Week of fundraisers to benefit Roger Maris Cancer Center, community causes
FARGO, N.D. — Sanford Health is adding events to the Roger Maris Celebrity Golf Tournament to raise money for enhanced cancer treatments including a bone-marrow transplant program that will launch later this year.
Sanford administrators say the bone-marrow transplant program at the Roger Maris Cancer Center will be the first in the Dakotas and will mean patients don’t have to travel as far for the potentially lifesaving treatments.
The transplant program is one example of new services Sanford will be bringing to the cancer center as it strives to make it a national destination for cancer research, treatment, education and training.
To help accomplish that goal, Sanford is augmenting the Roger Maris Celebrity Golf Tournament with a weeklong slate of events.
The sports celebrities participating in this year’s golf tournament will include Chad Greenway, a former Minnesota Vikings linebacker and native of Mount Vernon, S.D., and Matt Cullen, a Moorhead native and NHL hockey star who was on three Stanley Cup championship teams.
Inaugural Roger Maris All-Star Week fundraiser events start June 14, and new activities will include youth camps, a community event at Island Park and a RedHawks baseball game.
“Nearly everyone has had a family member or friend who has been in a battle with cancer,” said Dr. Anu Gaba, a medical oncologist at Roger Maris Cancer Center. “Roger Maris All-Star Week will help raise money to give cancer patients state of the art cancer care and it will be right here in Fargo.”
The bone-marrow transplant program is slated to begin in September and will involve a handful of patients whose stem cells will be removed. Following treatment, the cells will be restored.
“Bone-marrow transplant was sort of the last frontier that we knew we lacked,” Gaba said.
A more complicated procedure involving donated bone-marrow stem cells is expected to be available early next year.
Offering the bone-marrow transplant treatments will benefit patients and their families. The treatments take from two to five months and have required patients from the area to travel three to 10 hours for care.
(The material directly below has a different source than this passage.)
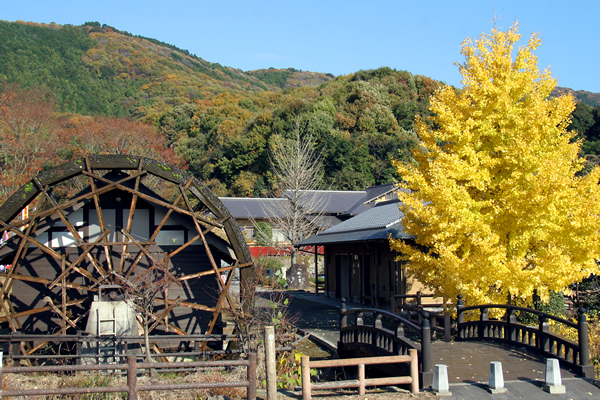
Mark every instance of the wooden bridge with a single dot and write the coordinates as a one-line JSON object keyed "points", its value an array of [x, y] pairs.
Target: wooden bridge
{"points": [[369, 331]]}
“So having a program here in Fargo will help our families tremendously,” Gaba said. “It’s a really exciting time.”
Later next year, administrators expect to be able to offer cancer treatment by genetically modifying patients’ cells using a technique called CAR-T immunotherapy.
By 2025, Sanford expects to treat 70 to 100 patients per year using the three treatment methods, and that number will grow with time, Gaba said.
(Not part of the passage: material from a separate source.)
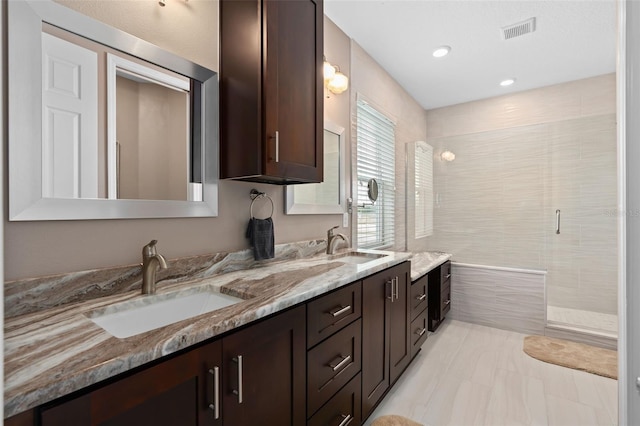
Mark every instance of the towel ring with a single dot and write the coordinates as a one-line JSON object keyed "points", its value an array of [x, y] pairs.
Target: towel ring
{"points": [[255, 194]]}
The Roger Maris Celebrity Golf Tournament was established in 1991 as a community fundraiser, with some proceeds going to the cancer center named after the former professional baseball slugger who grew up in Fargo and died of cancer.
After Sanford builds a new heart and vascular services clinic beside Sanford Medical Center, the Roger Maris Cancer Center will expand into that space at the Broadway Medical Center in downtown Fargo.
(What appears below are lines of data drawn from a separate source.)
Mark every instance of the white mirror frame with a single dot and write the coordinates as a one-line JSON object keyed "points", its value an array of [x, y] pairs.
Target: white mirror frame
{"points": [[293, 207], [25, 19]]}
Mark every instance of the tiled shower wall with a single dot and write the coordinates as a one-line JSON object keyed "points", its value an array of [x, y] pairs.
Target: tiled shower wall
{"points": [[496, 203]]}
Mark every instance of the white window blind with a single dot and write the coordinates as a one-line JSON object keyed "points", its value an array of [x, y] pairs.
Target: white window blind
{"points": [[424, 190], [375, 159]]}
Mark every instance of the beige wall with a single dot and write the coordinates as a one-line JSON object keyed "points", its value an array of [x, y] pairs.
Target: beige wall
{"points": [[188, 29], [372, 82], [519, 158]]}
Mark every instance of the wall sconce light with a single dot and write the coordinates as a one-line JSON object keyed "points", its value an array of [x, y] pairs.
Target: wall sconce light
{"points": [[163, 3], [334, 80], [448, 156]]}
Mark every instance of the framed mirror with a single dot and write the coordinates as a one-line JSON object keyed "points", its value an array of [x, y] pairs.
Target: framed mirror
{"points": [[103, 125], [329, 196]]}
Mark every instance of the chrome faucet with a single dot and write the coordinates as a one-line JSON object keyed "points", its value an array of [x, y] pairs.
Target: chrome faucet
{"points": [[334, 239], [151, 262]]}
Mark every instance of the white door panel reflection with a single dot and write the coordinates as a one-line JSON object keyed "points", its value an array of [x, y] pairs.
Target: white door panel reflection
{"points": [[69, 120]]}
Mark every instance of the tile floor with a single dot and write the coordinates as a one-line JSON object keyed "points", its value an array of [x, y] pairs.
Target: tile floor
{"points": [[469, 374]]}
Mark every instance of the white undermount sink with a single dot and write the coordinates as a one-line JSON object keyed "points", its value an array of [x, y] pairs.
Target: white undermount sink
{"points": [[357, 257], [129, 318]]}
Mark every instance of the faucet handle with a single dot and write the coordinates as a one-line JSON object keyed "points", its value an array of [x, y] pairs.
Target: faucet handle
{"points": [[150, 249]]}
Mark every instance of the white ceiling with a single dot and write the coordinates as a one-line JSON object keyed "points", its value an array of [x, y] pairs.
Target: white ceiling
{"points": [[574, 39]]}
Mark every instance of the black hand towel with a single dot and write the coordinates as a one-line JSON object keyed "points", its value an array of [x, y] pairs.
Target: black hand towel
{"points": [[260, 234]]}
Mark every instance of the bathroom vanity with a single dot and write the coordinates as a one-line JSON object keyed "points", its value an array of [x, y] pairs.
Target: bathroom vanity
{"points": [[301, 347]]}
Because of the disruptions from the COVID-19 pandemic, Sanford is uncertain of the timeline, but Bryan Nermoe, Sanford Fargo’s chief executive, expects construction on the new heart center should start in two or three years.
All of the proceeds from the Roger Maris All-Star Week fundraiser will help to pay for education, research, treatments and training, among other things, at the Roger Maris Cancer Center, Nermoe said.
The list of events during Roger Maris All-Star Week includes:
- Youth sports camps – June 14-18
- Roger Maris Celebrity Golf Tournament – June 17
- Island Park community event – June 17
- RedHawks throwback game – June 18
- Youth baseball tournament – June 18-20
The Island Park community event will feature a celebration of the arts, live entertainment and a wishing tree in honor of cancer survivors.